Remember Palm and its Treo smartphones? Barely, you say? Yeah, me too. But thanks to an entry-level smartphone called the Centro and a couple of new high-end Treo devices, the US-based handheld maker just might find its way back onto your radar in 2008.
It has been a while since I focused on Palm. In fact, it was last year, when I suggested that the once industry-leading handset-producer may have lost its punch and could be headed for the great big gadget-recycling plant in the sky. But that was almost a year ago, and a lot can happen in a year's time, including the beginnings of a comeback.
Back in October a reader by the name of Rob commented on that last Palm-related post and suggested a rather simple-yet insightful-strategy for the ailing smartphone company. From the comment:
"In answer to your question of what can save Palm? One thing: great product...If they can develop great product then they will get back on track."

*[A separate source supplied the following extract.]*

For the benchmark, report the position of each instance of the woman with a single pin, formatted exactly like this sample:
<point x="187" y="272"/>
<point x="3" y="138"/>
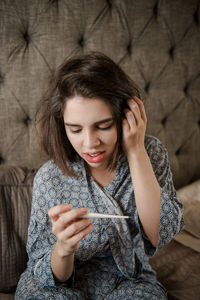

Well put, Rob. And it appears that Palm listened and is now on the first leg of the road to recovery.
The success of Palm's first truly consumer-oriented device, the Palm Centro, has helped it regain some lost market share and rekindled interest in its upcoming smartphone lineup. (The Treo 680 was aimed at consumers, but it was basically a Treo 750, a business device, that ran on Palm's own OS and came in a variety of colors.) Included in the new lineup are the recently announced Treo 800w and the rumored Treo 850, which unlike the entry level $99-or-less Centro, are aimed at power users who have a little more scratch to drop on a mobile device. The Treo 800w is currently available through Sprint--which was the first carrier to sell the Centro, as well-for $249.99 with a two-year service contract. And a GSM Treo 850 is also in the works, with leaked images of the purported device already bouncing around the Web.
Palm says it shipped its one millionth Centro in late March, and it expects to hit the two million mark before the end of the year. According to CEO Ed Colligan, Palm's currently invested in growing its user base by attracting people who're making the initial switch from feature-phones to smartphones with the inexpensive Centro. Colligan and company expect 2009 to be an important year in which they'll see improved profit margins due to sales of the new Treos.
Palm is also seeing some short term US market share gains, due largely to Centro sales. Though the company's fourth quarter 2007 market share (7.9 per cent) was significantly lower than its Q1 2007 share (23 per cent), Palm has shown some noteworthy improvement in the first quarter of 2008 (13.4 per cent), according to numbers from research firm IDC.